Objective: To introduce students to supervised learning, focusing on linear regression, by guiding them through a project that predicts house prices based on a variety of features.
Dataset: We'll use the "Boston Housing Dataset" from the UCI Machine Learning Repository. This dataset contains information about housing in Boston, including features such as the number of rooms, age of the house, and crime rate, along with the target variable, which is the median value of owner-occupied homes.
- Data Exploration and Preprocessing
- Model Building and Training
- Model Evaluation
- Feature Engineering and Improvement
- Collaboration and Version Control
├── data
│ └── boston_housing.csv
├── notebooks
│ ├── EDA.ipynb
│ ├── Data_Preprocessing.ipynb
│ ├── Model_Training.ipynb
│ └── Model_Evaluation.ipynb
├── scripts
│ ├── data_preprocessing.py
│ ├── train_model.py
│ └── evaluate_model.py
├── README.md
├── requirements.txt
└── .gitignore
Notebook: notebooks/EDA.ipynb Steps:
- Load the dataset.
- Explore the data structure, types, and summary statistics.
- Visualize relationships between features and the target variable.
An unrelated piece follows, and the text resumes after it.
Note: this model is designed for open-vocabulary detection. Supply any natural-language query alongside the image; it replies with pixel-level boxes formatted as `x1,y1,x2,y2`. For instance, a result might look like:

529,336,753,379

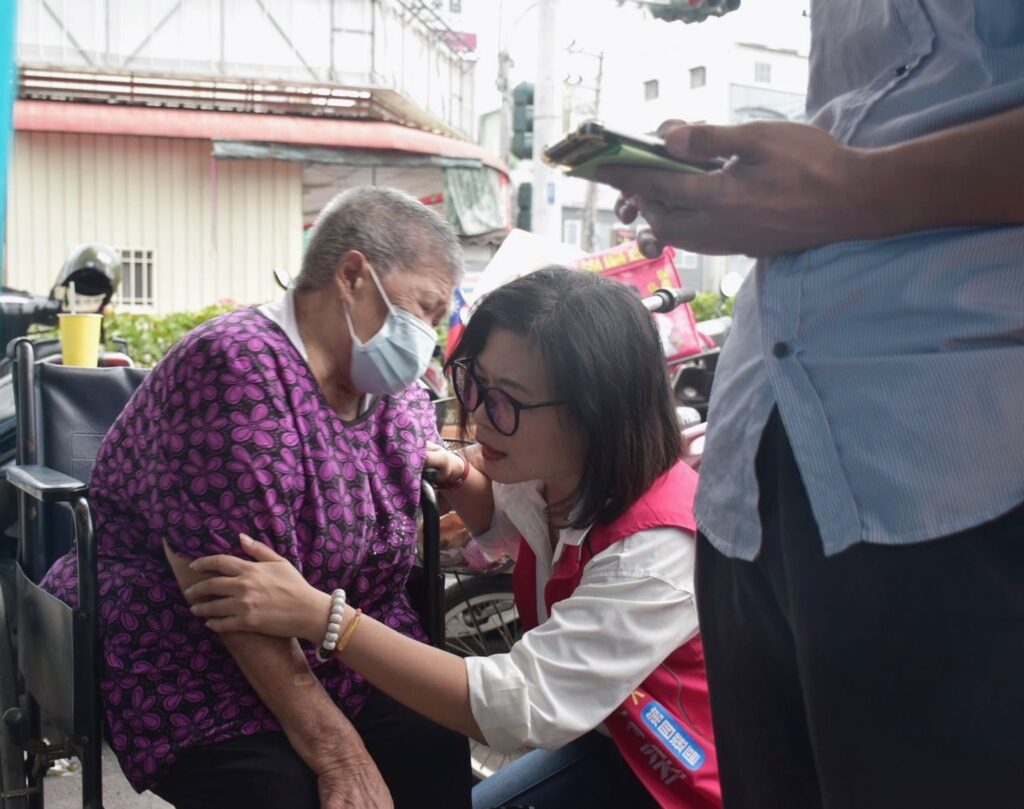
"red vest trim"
513,462,722,809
- Identify missing values and outliers.
Notebook: notebooks/Data_Preprocessing.ipynb Steps:
- Handle missing values and outliers.
- Encode categorical variables.
- Normalize/standardize numerical features.
- Split the data into training and testing sets.
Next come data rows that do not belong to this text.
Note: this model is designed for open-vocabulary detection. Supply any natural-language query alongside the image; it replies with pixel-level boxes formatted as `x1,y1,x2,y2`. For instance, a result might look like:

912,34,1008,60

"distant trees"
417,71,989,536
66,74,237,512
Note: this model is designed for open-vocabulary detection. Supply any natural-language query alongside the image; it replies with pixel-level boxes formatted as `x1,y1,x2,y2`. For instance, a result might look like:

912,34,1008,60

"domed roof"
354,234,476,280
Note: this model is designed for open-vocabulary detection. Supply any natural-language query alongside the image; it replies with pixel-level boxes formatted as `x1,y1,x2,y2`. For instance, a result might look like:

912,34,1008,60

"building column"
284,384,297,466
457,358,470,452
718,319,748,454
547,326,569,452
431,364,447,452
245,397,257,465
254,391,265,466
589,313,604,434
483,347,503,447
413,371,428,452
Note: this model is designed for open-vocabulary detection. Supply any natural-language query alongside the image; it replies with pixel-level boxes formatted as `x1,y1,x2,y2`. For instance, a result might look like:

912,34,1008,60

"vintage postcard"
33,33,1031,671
- Script: scripts/data_preprocessing.py
Notebook: notebooks/Model_Training.ipynb Steps:
-
Choose appropriate features for the model.
-
Train a linear regression model.
-
Perform hyperparameter tuning (if applicable).
-
Script: scripts/train_model.py
Notebook: notebooks/Model_Evaluation.ipynb Steps:
- Evaluate the model using metrics such as Mean Squared Error (MSE), R-squared.
- Plot residuals to check the assumptions of linear regression.
- Compare model performance with different feature sets or preprocessing steps.
- Script: scripts/evaluate_model.py
Notebook: notebooks/Feature_Engineering.ipynb Steps:
- Create new features that might improve model performance.
- Test different feature combinations.
- Evaluate the impact of new features on model performance.
Steps:
- Regularly merge branches after reviewing and resolving conflicts.
- Use pull requests to review and discuss changes before merging.
- Git Commands: Provide a list of essential Git commands for students to use.
Source: Boston Housing Dataset on UCI Machine Learning Repository
Features:
- CRIM: per capita crime rate by town.
- ZN: proportion of residential land zoned for lots over 25,000 sq. ft.
- INDUS: proportion of non-retail business acres per town.
- CHAS: Charles River dummy variable (1 if tract bounds river; 0 otherwise).
- NOX: nitrogen oxides concentration (parts per 10 million).
- RM: average number of rooms per dwelling.
- AGE: proportion of owner-occupied units built prior to 1940.
- DIS: weighted distances to five Boston employment centers.
- RAD: index of accessibility to radial highways.
- TAX: full-value property tax rate per $10,000.
- PTRATIO: pupil-teacher ratio by town.
- B: 1000(Bk - 0.63)^2 where Bk is the proportion of black residents by town.
- LSTAT: percentage of lower status of the population.
- MEDV: median value of owner-occupied homes in $1000s (Target).